Um estudo de 2026 da McKinsey & Company revelou que empresas com mais de 30% de mulheres em cargos de liderança e diversidade étnica superior a 39% nas posições executivas têm maior probabilidade de superar a média de rentabilidade do mercado. Por outro lado, organizações menos inclusivas têm 66% menos chances de alcançar resultados financeiros destacados.

Diversidade como motor de inovação e crescimento

A Frente Parlamentar Ambiental, Social e Governança da Assembleia Legislativa de Minas Gerais (ALMG) tem acompanhado de perto essa evolução. A deputada estadual Ana Paula Siqueira coordenadora do grupo, observa um crescente interesse das empresas por práticas inclusivas, mas alerta para a necessidade de ações concretas.

“Percebemos um avanço no discurso das empresas sobre diversidade, mas ainda há uma lacuna entre o que é dito e o que é feito”, afirma a deputada.

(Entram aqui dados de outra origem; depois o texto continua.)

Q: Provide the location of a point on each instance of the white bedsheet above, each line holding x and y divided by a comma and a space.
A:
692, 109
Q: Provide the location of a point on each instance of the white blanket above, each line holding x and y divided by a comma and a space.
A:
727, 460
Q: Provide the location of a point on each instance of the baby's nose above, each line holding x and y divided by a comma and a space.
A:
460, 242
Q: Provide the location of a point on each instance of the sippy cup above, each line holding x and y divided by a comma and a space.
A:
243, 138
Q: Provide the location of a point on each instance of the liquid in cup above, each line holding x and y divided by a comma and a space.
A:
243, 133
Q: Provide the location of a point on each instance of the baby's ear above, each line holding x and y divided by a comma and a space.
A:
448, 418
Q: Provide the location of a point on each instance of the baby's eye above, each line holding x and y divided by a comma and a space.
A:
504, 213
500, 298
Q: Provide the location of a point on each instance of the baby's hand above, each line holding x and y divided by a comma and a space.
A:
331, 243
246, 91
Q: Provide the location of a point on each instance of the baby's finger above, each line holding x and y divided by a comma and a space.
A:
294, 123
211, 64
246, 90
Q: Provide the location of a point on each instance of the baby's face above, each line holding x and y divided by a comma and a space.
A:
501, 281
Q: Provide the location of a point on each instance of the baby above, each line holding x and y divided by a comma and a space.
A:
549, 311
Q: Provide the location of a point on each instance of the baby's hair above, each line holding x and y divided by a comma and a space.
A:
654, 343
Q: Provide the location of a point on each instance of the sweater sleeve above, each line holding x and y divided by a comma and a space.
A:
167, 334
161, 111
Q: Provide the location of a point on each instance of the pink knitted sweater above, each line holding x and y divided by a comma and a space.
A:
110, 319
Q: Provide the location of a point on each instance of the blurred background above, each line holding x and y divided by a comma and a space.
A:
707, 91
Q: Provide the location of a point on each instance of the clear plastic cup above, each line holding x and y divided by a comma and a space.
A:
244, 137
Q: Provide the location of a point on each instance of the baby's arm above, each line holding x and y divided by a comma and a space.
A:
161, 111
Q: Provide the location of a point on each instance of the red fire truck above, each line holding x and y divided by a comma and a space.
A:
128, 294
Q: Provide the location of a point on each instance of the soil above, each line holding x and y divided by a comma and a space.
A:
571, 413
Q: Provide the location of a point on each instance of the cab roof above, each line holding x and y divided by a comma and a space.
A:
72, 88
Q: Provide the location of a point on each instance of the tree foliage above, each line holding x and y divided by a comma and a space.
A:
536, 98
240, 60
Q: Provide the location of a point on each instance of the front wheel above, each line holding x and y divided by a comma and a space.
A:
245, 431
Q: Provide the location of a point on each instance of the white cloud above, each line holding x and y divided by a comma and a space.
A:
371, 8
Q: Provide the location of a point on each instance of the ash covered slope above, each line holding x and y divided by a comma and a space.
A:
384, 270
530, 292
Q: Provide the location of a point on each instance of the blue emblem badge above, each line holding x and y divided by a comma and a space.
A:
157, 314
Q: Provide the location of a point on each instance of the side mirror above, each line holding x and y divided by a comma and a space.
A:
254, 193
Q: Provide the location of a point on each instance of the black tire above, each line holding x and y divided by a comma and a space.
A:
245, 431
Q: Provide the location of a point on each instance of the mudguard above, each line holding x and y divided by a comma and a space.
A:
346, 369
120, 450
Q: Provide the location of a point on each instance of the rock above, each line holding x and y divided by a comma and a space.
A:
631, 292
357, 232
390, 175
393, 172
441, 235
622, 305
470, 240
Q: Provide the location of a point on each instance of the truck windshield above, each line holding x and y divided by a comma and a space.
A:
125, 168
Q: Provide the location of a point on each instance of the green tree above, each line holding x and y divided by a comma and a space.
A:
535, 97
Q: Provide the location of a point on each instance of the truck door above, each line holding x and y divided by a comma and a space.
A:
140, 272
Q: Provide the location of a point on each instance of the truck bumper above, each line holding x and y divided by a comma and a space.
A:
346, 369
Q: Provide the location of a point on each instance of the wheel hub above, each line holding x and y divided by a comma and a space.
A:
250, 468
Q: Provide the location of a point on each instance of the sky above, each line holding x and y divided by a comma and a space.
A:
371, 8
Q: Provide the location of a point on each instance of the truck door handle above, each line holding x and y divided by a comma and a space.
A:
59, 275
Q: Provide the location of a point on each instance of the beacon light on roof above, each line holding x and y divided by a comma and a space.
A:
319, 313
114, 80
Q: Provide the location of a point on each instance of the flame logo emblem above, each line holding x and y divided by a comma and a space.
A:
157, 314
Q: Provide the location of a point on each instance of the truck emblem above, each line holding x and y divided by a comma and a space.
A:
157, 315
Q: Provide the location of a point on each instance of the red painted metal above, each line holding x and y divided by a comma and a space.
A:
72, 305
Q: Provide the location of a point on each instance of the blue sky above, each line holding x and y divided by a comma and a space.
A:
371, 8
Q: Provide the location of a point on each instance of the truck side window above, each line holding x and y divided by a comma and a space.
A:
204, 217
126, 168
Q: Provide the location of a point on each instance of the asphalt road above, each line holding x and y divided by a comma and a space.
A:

Ela destaca que a inclusão eficaz exige mudanças profundas no ambiente corporativo, não apenas em comunicados institucionais. “É essencial combater a violência de gênero e o racismo dentro das organizações para que as políticas de diversidade tenham impacto real.”

Diversidade demográfica e oportunidades de mercado

Os dados demográficos de Minas Gerais reforçam a importância dessa agenda. Segundo o Censo 2026 do IBGE as mulheres representam 48,5% da população do estado, enquanto a população negra corresponde a 58,6%. Essa composição diversificada exige que as empresas compreendam e atendam a diferentes perfis de consumidores e trabalhadores.

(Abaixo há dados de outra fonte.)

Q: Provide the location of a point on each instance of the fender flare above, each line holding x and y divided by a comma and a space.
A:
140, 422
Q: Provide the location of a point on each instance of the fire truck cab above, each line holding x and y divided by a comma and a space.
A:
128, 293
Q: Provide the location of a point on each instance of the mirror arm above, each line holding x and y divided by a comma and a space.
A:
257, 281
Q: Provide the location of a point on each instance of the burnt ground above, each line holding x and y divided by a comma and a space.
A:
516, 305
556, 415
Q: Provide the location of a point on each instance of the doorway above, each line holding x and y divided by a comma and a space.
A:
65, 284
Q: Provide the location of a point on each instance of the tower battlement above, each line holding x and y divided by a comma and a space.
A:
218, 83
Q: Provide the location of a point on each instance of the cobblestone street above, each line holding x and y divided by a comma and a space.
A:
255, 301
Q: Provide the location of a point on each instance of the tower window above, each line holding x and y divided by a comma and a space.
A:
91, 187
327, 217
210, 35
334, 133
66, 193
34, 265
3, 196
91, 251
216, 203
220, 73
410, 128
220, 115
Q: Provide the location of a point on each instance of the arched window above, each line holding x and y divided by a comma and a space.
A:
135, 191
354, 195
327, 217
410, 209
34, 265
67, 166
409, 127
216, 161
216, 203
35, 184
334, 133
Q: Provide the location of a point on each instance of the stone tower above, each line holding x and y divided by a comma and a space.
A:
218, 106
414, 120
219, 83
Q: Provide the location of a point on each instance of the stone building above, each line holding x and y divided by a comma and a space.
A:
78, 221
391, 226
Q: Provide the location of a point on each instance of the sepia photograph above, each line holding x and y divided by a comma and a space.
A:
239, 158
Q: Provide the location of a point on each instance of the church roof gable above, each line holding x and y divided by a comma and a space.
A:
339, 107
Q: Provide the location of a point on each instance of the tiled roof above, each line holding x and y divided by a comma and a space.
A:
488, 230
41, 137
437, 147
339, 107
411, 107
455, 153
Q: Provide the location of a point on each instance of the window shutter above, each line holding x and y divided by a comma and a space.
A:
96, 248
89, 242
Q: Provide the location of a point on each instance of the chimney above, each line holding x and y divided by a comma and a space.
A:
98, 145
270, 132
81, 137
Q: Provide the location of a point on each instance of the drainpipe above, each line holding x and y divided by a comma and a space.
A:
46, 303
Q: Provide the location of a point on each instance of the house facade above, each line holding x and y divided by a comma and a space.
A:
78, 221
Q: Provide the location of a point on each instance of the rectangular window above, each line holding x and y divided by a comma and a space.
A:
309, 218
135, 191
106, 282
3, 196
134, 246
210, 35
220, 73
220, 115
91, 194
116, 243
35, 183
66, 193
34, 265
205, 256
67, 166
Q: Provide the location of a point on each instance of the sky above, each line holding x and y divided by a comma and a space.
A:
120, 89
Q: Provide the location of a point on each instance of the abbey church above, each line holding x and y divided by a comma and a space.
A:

A deputada Ana Paula Siqueira ressalta que as organizações estão reconhecendo a necessidade de se conectar com uma parcela cada vez maior da população. “A diversidade não é apenas uma questão de justiça social, mas uma estratégia competitiva que pode ampliar mercados e fortalecer a relevância das empresas.”

Transformação em setores tradicionais

Setores historicamente dominados por homens, como a construção civil também estão experimentando mudanças significativas. Dados do IBGE mostram que a participação feminina no segmento cresceu 120% na última década, impulsionada por mudanças na gestão e nos resultados operacionais.

A engenheira civil Loyane Xavier responsável por obras do Grupo Direcional em Minas Gerais, observa que a presença feminina nos canteiros de obras contribui para maior organização e eficiência. “A diversidade de gênero traz benefícios tangíveis, como ambientes mais seguros e planejados, o que se traduz em maior rentabilidade.”

O aumento da participação feminina também está mudando a cultura organizacional do setor. A engenheira Andressa Bastos Marins Miranda destaca que a presença de mulheres nas obras é essencial para evoluir a cultura do setor e criar ambientes profissionais mais diversos e inclusivos.

Dados do Conselho Federal de Engenharia e Agronomia (Confea) mostram que, das 1,2 milhão de pessoas com registro ativo no Brasil, cerca de 242 mil são mulheres, representando 20,2% do total. Entre os novos registros, elas já correspondem a 26%, indicando uma tendência de crescimento.

Inclusão de moradores de periferias

Apesar dos avanços, a inserção de profissionais moradores de periferias no mercado formal ainda enfrenta desafios, principalmente relacionados à qualificação e acesso a oportunidades. O Censo 2026 revela que mais de 72% da população residente em periferias e comunidades é preta ou parda, destacando a importância da inclusão racial para o desenvolvimento econômico dessas regiões.

O presidente da Central Única das Favelas (Cufa) em Passos, no Sul de Minas, Reinaldo Alves afirma que a diversidade deve ser vista como uma estratégia de desenvolvimento econômico. “A inclusão de moradores de periferias não é apenas um avanço social, mas uma oportunidade para impulsionar a economia local.”